Fantozzi per sfuggire alle tagliole dell’organizzazione ha pensato di vivere una libera vacanza in campeggio a contatto con la natura, lontano da alberghi e itinerari consigliati. Si è comprato allora una tenda.
Mai decisione fu più tragica.
Dopo una settimana di «allenamento» nel cortile del collega Fracchia, i due, sentendosi ormai maturi per un campeggio regolare, partirono.
Nel sedile posteriore dell’utilitaria di Fantozzi la tenda era un pacchettino piccolo e meraviglioso. I due la guardavano con orgoglio e quando pensavano ai poveretti che sarebbero caduti nella trappola di un «giro organizzato alberghi compresi» ridevano forte, nonostante la pioggia implacabile delle loro due «nuvole da impiegati» che batteva sui vetri della macchina. Incrociarono molte corriere di impiegati inseguite da temporali isolati e anche potenti cilindrate di megapresidenti che volavano in riquadri di sole. Fantozzi per un sorpasso in curva fu frustato in un autogrill da due agenti della stradale, di fronte a una folla spaventata. A causa di questo umiliante contrattempo, i due arrivarono a un camping pieno di turisti tedeschi a notte fonda.
Aprirono il pacchetto e cominciarono fischiettando i lavori. Furono severamente ammoniti dal guardiano che fece loro presente che il sonno degli altri campeggiatori andava rispettato. Si sentiva solo il picchettìo del martello di Fracchia che piantava i pioli reggitenda. Era un rumore metallico e ritmico che nei campeggi era tollerato.

Tinn… tinn… faceva il martello e i due si sentivano inseriti nel novero dei campeggiatori professionisti.
Tup! Fece il martello centrando il pollice di Fantozzi che reggeva i pioli mentre Fracchia maneggiava abilmente il martello. Fantozzi si ricordò che non erano ammessi rumori e si avventò per un chilometro nella boscaglia e solo quando fu fuori portata di voce squarciò la notte con un ululato preistorico. Tornò dopo mezz’ora con un pollice da «marina» e sussurrò a Fracchia: – Stia attento, porca miseria, mi ha smontato la mano.
E nel buio gli offrì una sigaretta per mostrargli che non gli serbava rancore.
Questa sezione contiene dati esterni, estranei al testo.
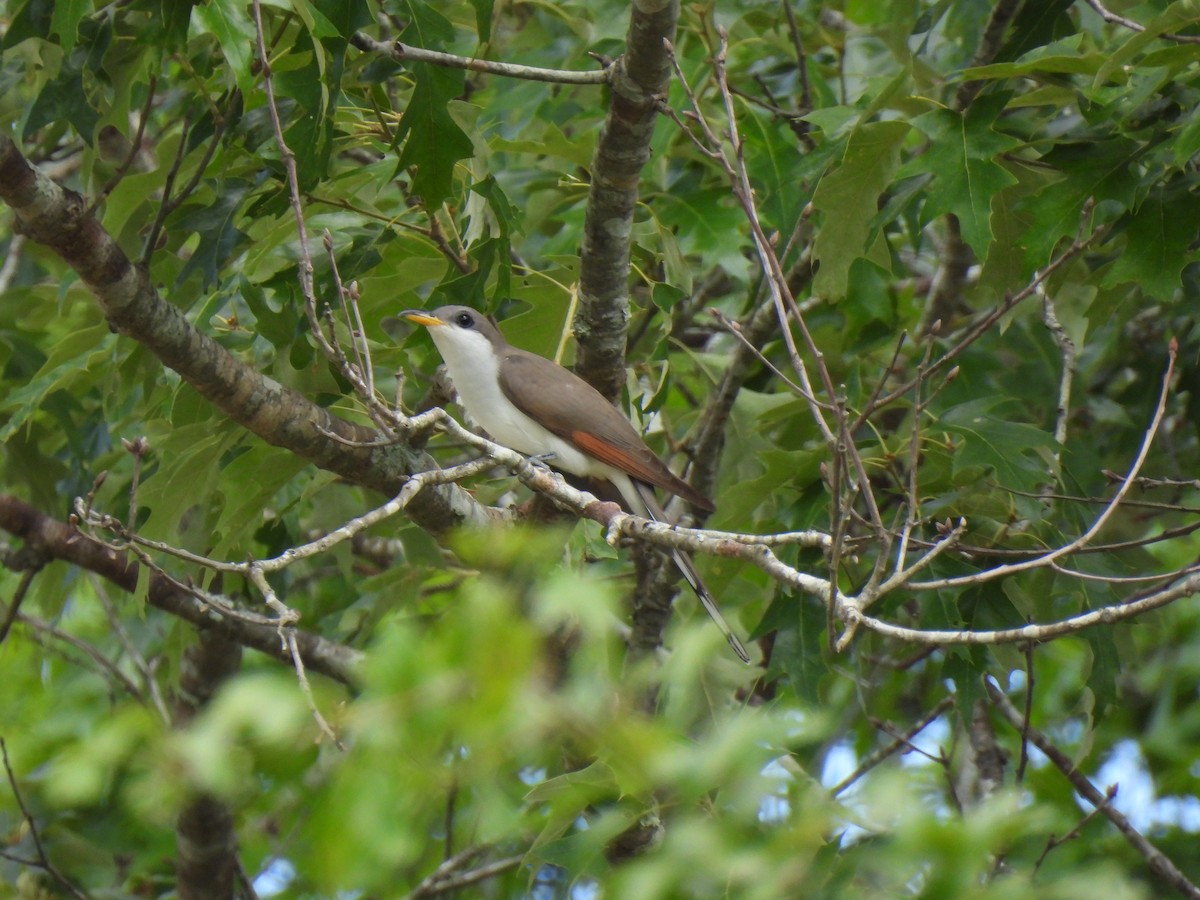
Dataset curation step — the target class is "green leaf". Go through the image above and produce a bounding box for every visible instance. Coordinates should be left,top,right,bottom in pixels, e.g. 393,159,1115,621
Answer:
192,0,258,95
812,121,910,300
1104,192,1200,300
0,322,115,444
400,0,454,50
50,0,91,53
396,64,474,209
901,100,1020,262
470,0,496,43
174,179,251,289
750,593,828,704
937,397,1057,491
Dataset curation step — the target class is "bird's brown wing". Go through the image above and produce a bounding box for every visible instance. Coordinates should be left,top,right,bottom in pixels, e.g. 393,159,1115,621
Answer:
500,347,713,512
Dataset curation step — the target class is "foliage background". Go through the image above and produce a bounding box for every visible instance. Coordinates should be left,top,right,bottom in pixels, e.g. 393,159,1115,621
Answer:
0,0,1200,896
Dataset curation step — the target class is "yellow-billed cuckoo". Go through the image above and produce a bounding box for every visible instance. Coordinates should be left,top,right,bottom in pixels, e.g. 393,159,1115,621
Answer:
401,306,750,662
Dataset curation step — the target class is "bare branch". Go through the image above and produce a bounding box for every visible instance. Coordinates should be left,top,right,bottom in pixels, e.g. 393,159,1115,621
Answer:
350,31,611,84
984,678,1200,900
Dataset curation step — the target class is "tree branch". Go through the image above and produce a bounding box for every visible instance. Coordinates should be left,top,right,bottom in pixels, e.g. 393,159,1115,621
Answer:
0,134,486,534
574,0,679,400
0,494,361,686
984,678,1200,900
Fantozzi– Tenga – bisbigliò.
Fracchia pensò che gli passasse un altro piolo da piantare e lo centrò con un’altra tremenda martellata sulle nocche. Fantozzi si avventò nuovamente nella boscaglia. Tornò all’alba e alzarono la tenda.
Dormirono male nei lettini da campeggio, i quali hanno la sinistra caratteristica, durante la notte, di stringersi e accorciarsi, stringersi e accorciarsi fino a diventare delle sottili listarelle sulle quali si devono compiere miracoli di equilibrio. Alle otto del mattino la tenda lentamente si afflosciò. I nostri si dibatterono per venti minuti sotto gli occhi esterrefatti degli abilissimi campeggiatori tedeschi, come Laocoonte, i figli e i serpenti nel groviglio della tenda, poi cominciarono a gridare: – Aiuto… aiuto…
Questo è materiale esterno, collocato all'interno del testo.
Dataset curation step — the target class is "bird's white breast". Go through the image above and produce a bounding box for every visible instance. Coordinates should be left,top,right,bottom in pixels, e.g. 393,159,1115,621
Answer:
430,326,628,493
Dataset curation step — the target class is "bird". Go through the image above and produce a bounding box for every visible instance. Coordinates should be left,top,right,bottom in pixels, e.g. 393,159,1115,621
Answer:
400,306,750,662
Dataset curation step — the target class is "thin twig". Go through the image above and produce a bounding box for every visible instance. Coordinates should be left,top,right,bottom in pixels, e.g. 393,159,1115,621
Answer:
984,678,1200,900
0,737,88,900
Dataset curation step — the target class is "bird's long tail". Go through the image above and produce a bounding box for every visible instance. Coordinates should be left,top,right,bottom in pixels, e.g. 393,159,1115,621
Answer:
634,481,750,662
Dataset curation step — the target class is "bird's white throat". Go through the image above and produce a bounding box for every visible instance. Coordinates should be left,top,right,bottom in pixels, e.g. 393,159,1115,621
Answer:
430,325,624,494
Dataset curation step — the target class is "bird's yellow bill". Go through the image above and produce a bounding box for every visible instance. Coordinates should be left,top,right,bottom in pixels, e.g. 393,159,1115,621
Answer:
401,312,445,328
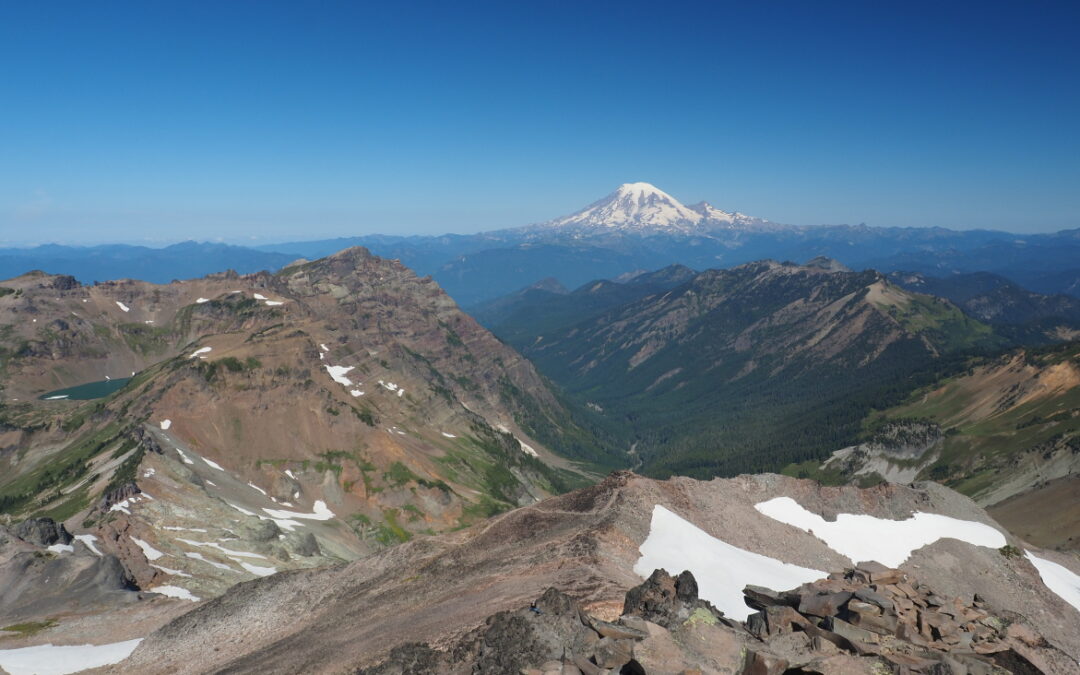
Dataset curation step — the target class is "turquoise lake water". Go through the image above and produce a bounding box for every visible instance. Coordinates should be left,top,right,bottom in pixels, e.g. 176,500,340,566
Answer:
38,377,132,401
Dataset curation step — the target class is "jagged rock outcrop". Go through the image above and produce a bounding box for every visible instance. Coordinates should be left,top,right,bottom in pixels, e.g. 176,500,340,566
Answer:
118,472,1080,675
365,563,1069,675
14,518,71,546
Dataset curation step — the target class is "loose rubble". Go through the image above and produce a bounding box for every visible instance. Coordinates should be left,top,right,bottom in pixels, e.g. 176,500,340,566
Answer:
356,563,1075,675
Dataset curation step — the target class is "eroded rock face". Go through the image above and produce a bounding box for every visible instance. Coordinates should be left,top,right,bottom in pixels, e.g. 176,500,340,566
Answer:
356,564,1074,675
15,518,71,546
744,563,1068,673
622,569,724,627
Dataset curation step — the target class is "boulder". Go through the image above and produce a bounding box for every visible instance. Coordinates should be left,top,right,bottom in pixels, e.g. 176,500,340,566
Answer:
15,518,73,546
I tedeschi li salvarono da morte certa per asfissia.
La sera dopo la tenda si afflosciò alle due di notte e cominciarono subito a gridare. Nel montare la tenda, Fracchia aveva anche centrato Fantozzi nella nuca, scambiandolo per un piolo. La terza sera dormirono in un albergo con un gruppo che faceva un itinerario consigliato. Senza consultarsi decisero allora di tornare a casa.
La tenda occupava ora tutto l’abitacolo dell’utilitaria e Fracchia fece il viaggio di ritorno legato al tetto con le valigie. Fantozzi era distratto e guidava a fatica. In autostrada ebbe degli incubi orrendi perché la tenda continuava a crescere fino a soffocarlo e ogni tanto gridava: Aiuto! Quando fu immerso nella tenda cominciò a guidare col radar: vale a dire Fracchia dal tetto gli indicava le curve con dei gridolini sinistri.
Sotto casa di Fracchia fecero un frontale contro un palo della luce. Fantozzi uscì dai rottami col volante in mano: era l’unica parte dell’utilitaria, che aveva appena finito di pagare, sopravvissuta. Si avvicinò al palo e gli domandò tragicamente: – Scusi, è assicurato lei?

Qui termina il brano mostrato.